Re: max_connections reached in postgres 9.3.3

From: "Vasudevan, Ramya" <ramya(dot)vasudevan(at)classmates(dot)com>
To: Merlin Moncure <mmoncure(at)gmail(dot)com>
Cc: "pgsql-general(at)postgresql(dot)org" <pgsql-general(at)postgresql(dot)org>
Subject: Re: max_connections reached in postgres 9.3.3
Date: 2014-06-12 18:23:12
Message-ID: 20EE50F73664E744AF948F0106FE6DFA2AD0C9B2@SEAMBX01.sea.corp.int.untd.com
Views: Raw Message | Whole Thread | Download mbox | Resend email
Thread:
Lists: pgsql-general

Thank you for the response.

On further investigation, we found out that select statements were happening normally. But DMLs (writes to the DB) were hung for minutes at a time, and some of them went through. And we had 2 checkpoints during this period. Yesterday when we had the issue, we had 759 connections that were not idle (116 COMMIT, 238 INSERT, UPDATE 176, 57 AUTHENTICATION, 133 BIND). So, it looked like writes (simple inserts and updates) were not happening as fast and caused connections to back up in the DB. So, it didn’t look like any one bad query.
It almost seems like postgres could not write to the WAL logs.

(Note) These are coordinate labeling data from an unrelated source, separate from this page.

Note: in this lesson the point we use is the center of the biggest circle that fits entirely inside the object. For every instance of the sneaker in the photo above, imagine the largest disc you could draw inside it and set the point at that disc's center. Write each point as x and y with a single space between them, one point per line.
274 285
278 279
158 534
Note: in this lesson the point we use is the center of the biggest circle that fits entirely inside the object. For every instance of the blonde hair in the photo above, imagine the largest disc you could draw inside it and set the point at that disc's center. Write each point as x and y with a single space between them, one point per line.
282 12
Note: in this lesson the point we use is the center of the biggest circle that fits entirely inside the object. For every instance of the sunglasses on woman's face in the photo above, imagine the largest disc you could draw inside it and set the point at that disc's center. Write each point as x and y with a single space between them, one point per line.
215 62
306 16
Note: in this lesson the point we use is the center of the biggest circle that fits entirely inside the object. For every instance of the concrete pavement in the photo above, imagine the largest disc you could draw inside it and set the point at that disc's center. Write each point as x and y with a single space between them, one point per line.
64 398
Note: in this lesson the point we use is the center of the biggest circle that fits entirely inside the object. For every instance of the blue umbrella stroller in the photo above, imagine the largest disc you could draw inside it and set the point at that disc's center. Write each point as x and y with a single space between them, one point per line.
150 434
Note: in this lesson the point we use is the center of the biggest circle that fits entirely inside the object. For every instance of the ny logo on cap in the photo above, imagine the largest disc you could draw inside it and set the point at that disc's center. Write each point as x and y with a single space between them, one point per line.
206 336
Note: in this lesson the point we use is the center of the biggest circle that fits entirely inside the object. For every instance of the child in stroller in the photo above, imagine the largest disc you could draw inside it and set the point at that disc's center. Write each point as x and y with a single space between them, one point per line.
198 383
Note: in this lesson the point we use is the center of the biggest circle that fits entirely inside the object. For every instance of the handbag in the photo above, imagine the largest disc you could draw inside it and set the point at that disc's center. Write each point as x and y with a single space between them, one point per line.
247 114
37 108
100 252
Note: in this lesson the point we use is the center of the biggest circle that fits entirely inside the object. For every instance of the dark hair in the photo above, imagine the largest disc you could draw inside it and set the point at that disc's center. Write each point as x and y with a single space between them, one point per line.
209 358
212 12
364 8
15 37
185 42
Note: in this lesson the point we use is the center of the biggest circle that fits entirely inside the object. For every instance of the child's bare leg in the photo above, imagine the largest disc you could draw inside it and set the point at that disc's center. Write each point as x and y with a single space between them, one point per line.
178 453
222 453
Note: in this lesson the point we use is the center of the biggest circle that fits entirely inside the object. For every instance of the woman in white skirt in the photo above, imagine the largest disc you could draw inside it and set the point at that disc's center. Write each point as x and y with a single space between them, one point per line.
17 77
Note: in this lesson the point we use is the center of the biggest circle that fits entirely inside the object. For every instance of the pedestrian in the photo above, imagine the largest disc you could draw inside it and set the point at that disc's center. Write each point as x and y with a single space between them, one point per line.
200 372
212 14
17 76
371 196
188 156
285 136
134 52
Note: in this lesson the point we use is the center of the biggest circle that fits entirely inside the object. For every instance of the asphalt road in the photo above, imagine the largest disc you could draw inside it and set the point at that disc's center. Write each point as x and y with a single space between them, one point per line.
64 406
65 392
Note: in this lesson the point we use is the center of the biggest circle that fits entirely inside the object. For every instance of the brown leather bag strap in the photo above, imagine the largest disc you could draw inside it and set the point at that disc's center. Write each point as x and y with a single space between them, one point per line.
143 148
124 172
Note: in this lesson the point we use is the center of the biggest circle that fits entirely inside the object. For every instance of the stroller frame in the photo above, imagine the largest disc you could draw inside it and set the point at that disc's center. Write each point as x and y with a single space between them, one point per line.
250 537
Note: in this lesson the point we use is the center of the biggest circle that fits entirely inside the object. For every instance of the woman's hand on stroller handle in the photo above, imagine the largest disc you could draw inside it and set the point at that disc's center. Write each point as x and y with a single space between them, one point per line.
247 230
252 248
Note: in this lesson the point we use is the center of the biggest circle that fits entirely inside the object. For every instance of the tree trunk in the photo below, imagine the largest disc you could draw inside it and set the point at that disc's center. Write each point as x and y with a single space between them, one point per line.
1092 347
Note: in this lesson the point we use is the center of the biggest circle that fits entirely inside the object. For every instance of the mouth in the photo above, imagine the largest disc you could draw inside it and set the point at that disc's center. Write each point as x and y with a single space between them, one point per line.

We normally have 600-700 connections in the database. Since we migrated lot more applications to this postgres database from oracle, we increased max_connections just as a test to see if we legitimately need to allow more connections or if it is an issue. And quickly realized that we already had a high number (1500)

Thank You
Ramya

-----Original Message-----
From: Merlin Moncure [mailto:mmoncure(at)gmail(dot)com]
Sent: Wednesday, June 11, 2014 4:24 PM
To: Vasudevan, Ramya
Cc: pgsql-general(at)postgresql(dot)org
Subject: Re: [GENERAL] max_connections reached in postgres 9.3.3

On Wed, Jun 11, 2014 at 1:24 PM, Vasudevan, Ramya <ramya(dot)vasudevan(at)classmates(dot)com> wrote:
> Our set up:
>
> · Db version: postgres 9.3.3
>
> · OS: CentOS 6.5
>
> · kernel Version - Linux 2.6.32-431.3.1.el6.x86_64 #1 SMP Fri Jan 3
> 21:39:27 UTC 2014 x86_64 x86_64 x86_64 GNU/Linux
>
> · cpu - 24 proc
>
> · memory - 768 GB
>
> · The disks are SAN fiber.
>
> · We have streaming replication set up from this server to the
> secondary server.
>
> · Some of the DB parameters:
>
> max_connections - 1500
>
> shared_buffers - 4GB
>
> work_mem = 130MB
>
> maintenance_work_mem = 1GB
>
>
>
> Issue this morning:
>
> At 9:04 - FATAL: remaining connection slots are reserved for
> non-replication superuser connections
>
> These were the things we noticed and have question on each one of them:
>
> pg_stat_activity showed a total of 850 connections but a 'ps -ef|grep
> postgers' showed 1500 connections and DB wasn’t accepting new connections.
> How is it possible to have such discrepancy in count between
> pg_stat_activity and ps?
>
> 200 were in waiting status, 50 were in authentication status, 748 were
> in IDLE status and the rest were all doing some DML operations. Why
> will 50 connections be in authentication status in the database and stay there?
>
> Some existing sessions were completing the sqls successfully (though
> not as fast). So, the database was not completely hung or unresponsive.
>
> Trying to kill the session at the DB level (pg_terminate_backend) were
> just hanging. Why would this be the case?
>
> During this time, server had a very high load average of 130 (normally
> we have < 5).
>
> We had to restart the database to clear it all up.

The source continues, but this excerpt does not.